A stress test looks at the way the body, and the heart specifically, responds to stress/exercise. This is done in a controlled clinical environment to minimize the risk to the patient.

What is a cardiac stress test

There are a variety of stress tests that a patient can have done. Each of them gives the doctor a little more information so that they can set up a more relevant treatment plan for the patient.

It is important to note that the different stress tests also vary in accuracy with the most accurate of the heart stress tests being the nuclear stress test.

The stress test is done to look at the blood flow to and from the heart. The way the chambers in the heart are working and the valves, a regular heart stress test is going to look at the heart's electrical current, in other words the beat and rhythm of the heart.

Typically a cardiac stress test is ordered when there are symptoms of coronary artery disease or significant risk factors that predispose the individual to artery disease.

Similarly the test administrator may order a regular heart stress test if there is unexplained breathlessness or a need to know the blood pressure response to exercise for people with borderline hypertension.

How is the regular cardiac stress test conducted?

The regular exercise stress test involves the walking on a treadmill or riding a stationary bike.

The patient will come into the exam room and be asked to change from the waist up into a gown, and they will get hooked up to an EKG machine which will monitor their heart rate and beat throughout the test.

Blood pressure will also be monitored repeatedly during the stress test.

The patient will begin by walking on the treadmill and the technician will slowly increase the speed and the incline of the treadmill based on the protocol they are using.

The goal is to get the patient to reach their target heart rate. The target heart rate is typically 85% of the patient's maximum heart rate.

The length of the test will vary depending on the physical fitness level of the patient.

Should the patient develop chest pain, shortness of breath, abnormally low or high blood pressure or dizziness the test is stopped.

An alternative test if the patient is unable to walk on a treadmill or ride a stationary bike is a chemical stress test such as the adenosine stress test.

Is the stress test an accurate measure of stress?

First it is important to understand that a stress test does not measure stress. What they measure is the heart's ability to handle being stressed. What the physician is looking for is any coronary artery disease or any ischemia (a restriction of blood flow.)

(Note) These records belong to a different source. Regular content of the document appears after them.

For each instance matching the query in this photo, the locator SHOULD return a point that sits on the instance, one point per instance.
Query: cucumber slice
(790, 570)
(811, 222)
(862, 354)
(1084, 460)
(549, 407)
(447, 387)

A regular stress test is an accurate measure of the way the heart handles load. The level of accuracy varies depending on the type of stress test that is being performed and the extent of the coronary artery disease.

The accuracy of a regular stress test is about 67%. This means that it is able to predict about two thirds of patients with coronary heart disease.

This accuracy of prediction is lower for patients with narrowing in a single coronary artery (roughly 50%) and higher for narrowing in all three major arteries (roughly 80%).

When you do a regular stress test you can usually expect the preliminary results before you leave the cardiologist's office yet the official result will usually take a couple of days.